Closed 0cyn closed 3 years ago

0cyn commented 4 years ago

Due to a common trend of impersonation via handle, and people changing handles in general, it might be best to use User ID instead of twitter handle for PFP downloading and twitter links

0cyn commented 4 years ago

Link via userid https://stackoverflow.com/a/56924385

ID grabber https://codeofaninja.com/tools/find-twitter-id/

kirb commented 4 years ago

Hm, it’s a good idea. There used to be hardcoded logic to rewrite the old hbangws user to hashbang, after all…

https://twitter.com/intent/user?user_id=783214 should do the trick for this, it’s a documented feature and is supported by Twitter’s app links, nicely falling back to the mobile site. I’ll probably just drop support for the Twitter client url schemes at this point (do people actually use them any more?).

Not sure how to push devs to switch to user ids rather than usernames. I can’t stop usernames from being used, and there isn’t really a good place to put deprecation warnings that doesn’t needlessly interrupt the user. Logging to syslog will just get missed because of the useless flood of other messages in there. Plus to avoid an unnecessary API call, the username will still need to be provided for displaying in the subtitle.

Profile images is another problem, since the trick we’re using currently only works with usernames, but it looks like Twitter API v2 will allow me to do this in a legit way without having to first authenticate the user. 300 API calls per hour 15 mins seems like enough.

kirb commented 3 years ago

Implemented in 1.16. Wrote 300+ lines, not sure if it was worth it? Oh well, getting profile pics with the API is still safer long-term than doing the whole private method sketchy thing we were doing before.

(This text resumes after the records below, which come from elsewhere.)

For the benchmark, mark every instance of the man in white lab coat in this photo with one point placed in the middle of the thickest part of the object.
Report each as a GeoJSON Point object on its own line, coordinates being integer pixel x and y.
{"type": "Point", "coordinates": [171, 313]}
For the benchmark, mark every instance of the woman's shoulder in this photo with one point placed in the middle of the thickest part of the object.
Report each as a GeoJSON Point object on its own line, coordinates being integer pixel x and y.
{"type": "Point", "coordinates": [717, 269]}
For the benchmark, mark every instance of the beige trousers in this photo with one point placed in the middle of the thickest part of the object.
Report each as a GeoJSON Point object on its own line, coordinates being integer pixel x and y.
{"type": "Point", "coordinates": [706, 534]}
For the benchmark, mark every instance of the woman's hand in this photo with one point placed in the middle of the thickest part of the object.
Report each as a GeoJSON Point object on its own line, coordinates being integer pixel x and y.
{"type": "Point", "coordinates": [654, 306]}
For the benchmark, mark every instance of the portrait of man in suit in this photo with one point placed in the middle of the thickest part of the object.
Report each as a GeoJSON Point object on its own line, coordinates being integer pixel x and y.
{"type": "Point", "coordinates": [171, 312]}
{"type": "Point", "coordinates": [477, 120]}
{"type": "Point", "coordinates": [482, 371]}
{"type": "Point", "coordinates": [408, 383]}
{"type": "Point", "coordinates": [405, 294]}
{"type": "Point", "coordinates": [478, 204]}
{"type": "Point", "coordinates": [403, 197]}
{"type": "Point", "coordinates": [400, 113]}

Fun fact: The API method supports up to 300 requests per 15 minutes. I’ve been occasionally checking the application/rate_limit_status.json endpoint and haven’t seen it dip below about 250. I threw in 4 days of disk caching for API responses + profile pics, in addition to bulk requesting (e.g. if you throw a few dozen Twitter cells on a screen) to keep frequent calls down. Seems to do the job.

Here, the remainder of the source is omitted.